Developing an Integrated View of Analysis is Still a Challenge
Scott Lucas’s rich contribution to an ongoing conversation about how to help our sponsors understand and think about their data adds the caveat that good decisions don’t just come from the data itself, but from what organizations do with it and how they share their analyses. —Editor
Author: Scott Lucas
I was inspired to write this post after stumbling across a story on the radio during my commute. The story, about an uptick in opioid pain medication overdoses, suggested that among the reasons for the surge in prescription-drug overdoses is that medical doctors are not good at sharing information about medical cases between organizations. In fact, according to the story, there is no unified system for sharing data about patients across organizations, so a patient may overdose and visit one facility, overdose again and turn up at separate emergency room, yet still be prescribed pain medication by a third doctor. As I see it, this example primarily reflects a need to correct organizational policy, procedures, and information-sharing incentives, something that many of MITRE’s sponsors know all too well. The government has made a great deal of progress in this area in the past decade or so. As a story about the general importance of information flow, however, the radio account prompted me to reflect on some of the unintended consequences that have come about as the volume of data has increased and policies on data sharing have relaxed. Many factors play a role in successful data integration: policy, procedures, and data sharing; data standards and encoding; and the integration of analysts’ interpretation of the data figure significantly into the equation. Perhaps the thornier challenge lies in developing an integrated view of analysis.
MITRE is undertaking many data-oriented efforts on behalf of its FFRDC customers in in the Department of Defense (DoD); together we are working through complications that have increased as barriers to information sharing have been removed. In particular, many of the recurring challenges are related to knowledge management (KM) and the standardization and integration of large quantities of diverse and dispersed data. The data has to be technically integrated across mission areas and, with a goal of further organizing the data from each mission area into an integrated view of analysis, is a complex problem requiring the integration of expertise and competing viewpoints. The integration process is complicated by the idiosyncrasies of digital data. When one organization shares its data with another organization, retaining a copy for its own purposes, errors can be introduced simply from the existence of duplicate copies. Sharing can increase the value of the data going to both organizations; however, sometimes it diminishes, if not eliminates, the value to both. This, however, is a technical challenge that governance between organizations can minimize.
Another, perhaps greater, challenge is integrating data at the analytic level. For example, creating an integrated view of analysis from the perspective of analysts in different organizations – analysts’ expertise encoded as data – into a shared and agreed-upon model of the world is a technical and methodological challenge. As in the current production model, ensuring that analysts receive credit for their analytic discoveries produced from an integrated model is vital as well.

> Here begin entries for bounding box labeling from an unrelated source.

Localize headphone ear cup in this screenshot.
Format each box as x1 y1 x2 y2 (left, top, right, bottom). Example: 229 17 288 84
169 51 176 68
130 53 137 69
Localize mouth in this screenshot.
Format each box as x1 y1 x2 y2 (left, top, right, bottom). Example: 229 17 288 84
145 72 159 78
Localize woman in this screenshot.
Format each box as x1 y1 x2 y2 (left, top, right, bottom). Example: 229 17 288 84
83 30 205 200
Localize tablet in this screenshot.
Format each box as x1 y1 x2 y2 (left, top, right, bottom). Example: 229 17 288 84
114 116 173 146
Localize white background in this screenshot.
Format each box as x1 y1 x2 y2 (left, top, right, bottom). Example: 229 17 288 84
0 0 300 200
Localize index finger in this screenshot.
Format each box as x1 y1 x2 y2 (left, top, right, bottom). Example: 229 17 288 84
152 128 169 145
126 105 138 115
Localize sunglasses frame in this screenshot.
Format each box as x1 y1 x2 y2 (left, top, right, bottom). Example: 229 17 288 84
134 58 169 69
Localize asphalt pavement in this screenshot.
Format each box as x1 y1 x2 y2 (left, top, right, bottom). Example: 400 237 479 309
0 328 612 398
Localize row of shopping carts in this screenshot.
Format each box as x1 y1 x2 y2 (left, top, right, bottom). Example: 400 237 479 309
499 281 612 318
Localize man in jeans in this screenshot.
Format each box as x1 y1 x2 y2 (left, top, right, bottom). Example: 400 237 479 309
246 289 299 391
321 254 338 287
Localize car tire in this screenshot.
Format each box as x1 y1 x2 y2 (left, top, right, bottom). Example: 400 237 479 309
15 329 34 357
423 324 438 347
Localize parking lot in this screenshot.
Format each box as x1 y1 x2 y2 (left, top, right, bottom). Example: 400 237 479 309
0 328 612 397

While many of our sponsors’ questions surrounding data standardization and integration are still unsettled and challenges to developing an integrated view of analysis remain, I have had the opportunity to work on a number of projects impacting data integration and analysis. I have worked to develop domain-specific data mappings, based on data schemas currently in use, to further develop a KM approach focused on organizing data around real-world objects (i.e., actual things such as fruit or cars) rather than source documents, in order to integrate topically diverse data and help analysts more easily distinguish between and confirm what they and other organizations in the community know and do not know. Currently, on behalf of our sponsors, I am helping to develop common dictionaries and taxonomies to advocate and communicate formats and standards that integrate and reconcile duplication among databases held by organizations in the DoD.
In a complex KM environment, with many analysts contributing to a shared-object model, how do we ensure precision in our view of analysis and accurate attribution of unique insights?